Au-delà des considérations « sexuelles », l’affaire Da Silva est l’arbre qui cache la forêt : le duel Samzun-Deniaud. La survie du maire passe par une réorganisation de sa majorité. L’axe Samzun-LREM-MoDem remplaçant l’axe « union de la gauche ».  D’où la nécessité de renvoyer dans ses foyers Laurianne Deniaud (PS), première adjointe.

Tous les coups sont permis

L’approche des élections municipales enfièvre celles et ceux qui ont des ambitions – petites ou grandes. Et tous les coups sont permis. C’est peut-être de ce côté-là qu’il faut chercher la cause des ennuis que connaît en ce moment David Samzun (PS), maire de Saint-Nazaire, avec l’affaire Da Silva.

Au sein du conseil municipal, les soutiens du maire croient discerner des intentions politiques. « L’été dernier, le maire a indiqué qu’il pourrait renouveler son équipe à 70 %. Depuis les élections législatives, où il n’a soutenu sa première adjointe que du bout des lèvres, les tensions vont crescendo. » (Dimanche Ouest-France, Loire-Atlantique, 3 juin 2019).

Observation n°1 : la plupart des membres de la majorité sont condamnés à passer à la trappe. Observation n°2 : entre David Samzun et Laurianne Deniaud, première adjointe, ce n’est pas le grand amour. Dans ces conditions, le risque est grand pour cette dernière d’être remerciée l’an prochain. D’autant plus que son poids politique est faible. Aux élections législatives de 2017, elle avait été éliminée dès le premier tour. Candidate du PS, elle n’était arrivée qu’en troisième position dans la circonscription avec 14,11 % et deuxième à Saint-Nazaire avec 15,85 %. M. Samzun peut donc se passer des services de Mme Deniaud.

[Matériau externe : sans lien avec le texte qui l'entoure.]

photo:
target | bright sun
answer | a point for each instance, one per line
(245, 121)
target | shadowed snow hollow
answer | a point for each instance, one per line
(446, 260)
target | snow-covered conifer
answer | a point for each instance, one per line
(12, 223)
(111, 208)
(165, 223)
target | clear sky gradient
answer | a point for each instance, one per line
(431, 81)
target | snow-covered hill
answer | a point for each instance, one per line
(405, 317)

Laurianne Deniaud : quel poids politique ?

Le soir du premier tour, le maire de Saint-Nazaire constatait benoîtement : « Il y a une vague, un tsunami. Laurianne Deniaud a mené une belle campagne mais cela n’a pas été suffisant. Pour ma part, je voterai pour le candidat progressiste au second tour, pour la République en marche. On voit que les partis politiques ne jouent pas leur rôle, même si je suis membre du PS et que je le resterai. Il faut s’ouvrir, rassembler, travailler différemment. » (Presse Océan, lundi 12 juin 2017). Traduction : il ne suffit pas de mener une « belle campagne », encore faut-il posséder un poids « suffisant » pour l’emporter – ce qui n’est pas le cas de Mme Deniaud. Tout cela ressemble à une déclaration de guerre.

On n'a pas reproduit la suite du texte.